Data Warehousing with Apache Hive Flashcards
What is a star schema in data warehousing?
A star schema is a type of database schema that is a popular design pattern for data warehouses and business intelligence applications. It consists of one or more fact tables referencing any number of dimension tables, resembling a star.
What is the role of a fact table in a star schema?
The fact table is the central table in a star schema. It contains measurable, quantitative data (like sales amount) and foreign keys from dimension tables, representing the core data being analyzed.
What are dimension tables in a star schema?
Dimension tables in a star schema store attributes or dimensions that describe the objects in the fact table. These include descriptive data like dates, products, or geographic locations.

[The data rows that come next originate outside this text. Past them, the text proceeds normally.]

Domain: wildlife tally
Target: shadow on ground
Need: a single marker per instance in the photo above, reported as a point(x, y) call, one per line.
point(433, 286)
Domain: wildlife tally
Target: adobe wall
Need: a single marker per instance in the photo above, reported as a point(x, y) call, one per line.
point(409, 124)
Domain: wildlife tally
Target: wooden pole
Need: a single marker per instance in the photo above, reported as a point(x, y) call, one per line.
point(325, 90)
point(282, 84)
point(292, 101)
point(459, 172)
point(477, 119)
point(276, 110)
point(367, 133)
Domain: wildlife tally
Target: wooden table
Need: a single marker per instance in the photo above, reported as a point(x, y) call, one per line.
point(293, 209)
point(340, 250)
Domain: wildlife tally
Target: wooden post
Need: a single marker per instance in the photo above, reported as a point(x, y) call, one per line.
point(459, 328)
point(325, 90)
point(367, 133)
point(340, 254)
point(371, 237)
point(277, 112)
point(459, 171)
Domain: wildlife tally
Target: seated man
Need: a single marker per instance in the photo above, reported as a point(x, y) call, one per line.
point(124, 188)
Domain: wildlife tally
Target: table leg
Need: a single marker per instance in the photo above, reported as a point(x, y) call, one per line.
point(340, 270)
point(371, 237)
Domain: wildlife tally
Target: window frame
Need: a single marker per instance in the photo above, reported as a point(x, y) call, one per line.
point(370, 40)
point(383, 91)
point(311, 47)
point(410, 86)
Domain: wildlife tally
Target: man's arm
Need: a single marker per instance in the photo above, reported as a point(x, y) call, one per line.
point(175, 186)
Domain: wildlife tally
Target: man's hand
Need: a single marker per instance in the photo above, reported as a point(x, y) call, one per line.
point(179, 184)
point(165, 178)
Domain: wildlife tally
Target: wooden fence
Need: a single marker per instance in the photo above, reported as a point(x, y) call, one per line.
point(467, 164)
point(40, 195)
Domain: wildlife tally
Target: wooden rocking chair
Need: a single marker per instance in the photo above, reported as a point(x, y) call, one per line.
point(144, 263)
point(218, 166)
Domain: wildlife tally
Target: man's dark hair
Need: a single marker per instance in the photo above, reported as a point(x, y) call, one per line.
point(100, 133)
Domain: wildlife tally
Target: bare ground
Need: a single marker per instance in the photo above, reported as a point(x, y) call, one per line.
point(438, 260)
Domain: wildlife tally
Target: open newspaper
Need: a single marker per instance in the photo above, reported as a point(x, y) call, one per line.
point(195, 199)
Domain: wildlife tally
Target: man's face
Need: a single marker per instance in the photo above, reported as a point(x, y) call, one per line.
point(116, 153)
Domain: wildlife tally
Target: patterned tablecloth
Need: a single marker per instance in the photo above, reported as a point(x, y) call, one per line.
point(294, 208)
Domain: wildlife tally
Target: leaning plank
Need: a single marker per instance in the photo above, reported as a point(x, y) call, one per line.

What are the benefits of using a star schema?
Star schemas simplify data modeling and querying. They enhance query performance due to their straightforward structure, making them ideal for business intelligence and data warehousing.
How does a star schema differ from a snowflake schema?
Unlike the more complex snowflake schema, the star schema is simpler with denormalized dimension tables. This simplicity can lead to faster query times but potentially larger storage requirements due to denormalization.
What would a fact table for a product order transaction typically include?
A fact table for a product order transaction would include measurable, quantitative data such as Order ID, Product ID, Quantity Ordered, Total Price, and possibly foreign keys linking to dimension tables like Date, Customer, Product, and Store.
What attributes might a Date dimension table contain for a product order?
The Date dimension table could include Date ID (as primary key), Day, Month, Quarter, Year, and other relevant time-related attributes like Weekday or Holiday.
What would you typically find in a Customer dimension table?
A Customer dimension table would feature Customer ID, Name, Address, Contact Information, Demographic Data, and possibly a Customer Segment or Category.
What are common fields in a Product dimension table?
The Product dimension table would contain Product ID, Name, Description, Category, Supplier, Price, and potentially Size, Color, or other product-specific attributes.
What details might a Store dimension table include for a product order?
A Store dimension table might have Store ID, Location, Address, Region, Manager, and Store Type or Size. This table provides context about where the order was placed or fulfilled.
What is a snowflake schema in data warehousing?
A snowflake schema is a type of database schema often used in data warehousing. It’s an extension of the star schema, where dimension tables are normalized into multiple related tables, forming a structure resembling a snowflake.
How does normalization work in a snowflake schema?
In a snowflake schema, dimension tables are broken down into more tables to eliminate redundancy and improve data integrity. This leads to a more complex structure with more joins than in a star schema.
What is the role of a fact table in a snowflake schema?
Similar to the star schema, the fact table in a snowflake schema is at the center. It stores transactional data (like sales) and links to dimension tables, which are further normalized.
What are the benefits of using a snowflake schema?
Snowflake schemas offer better data organization and improved data integrity due to normalization. They can also reduce data redundancy and storage costs.
How does a snowflake schema differ from a star schema?
The snowflake schema is more complex due to the normalization of dimension tables, leading to more joins and potentially slower query performance, compared to the simpler, denormalized structure of the star schema.
What is a galaxy schema in data warehousing?
A galaxy schema, also known as a fact constellation schema, is a data warehouse design that includes multiple fact tables sharing dimension tables. It’s a complex schema designed for multifaceted data analysis across various business processes.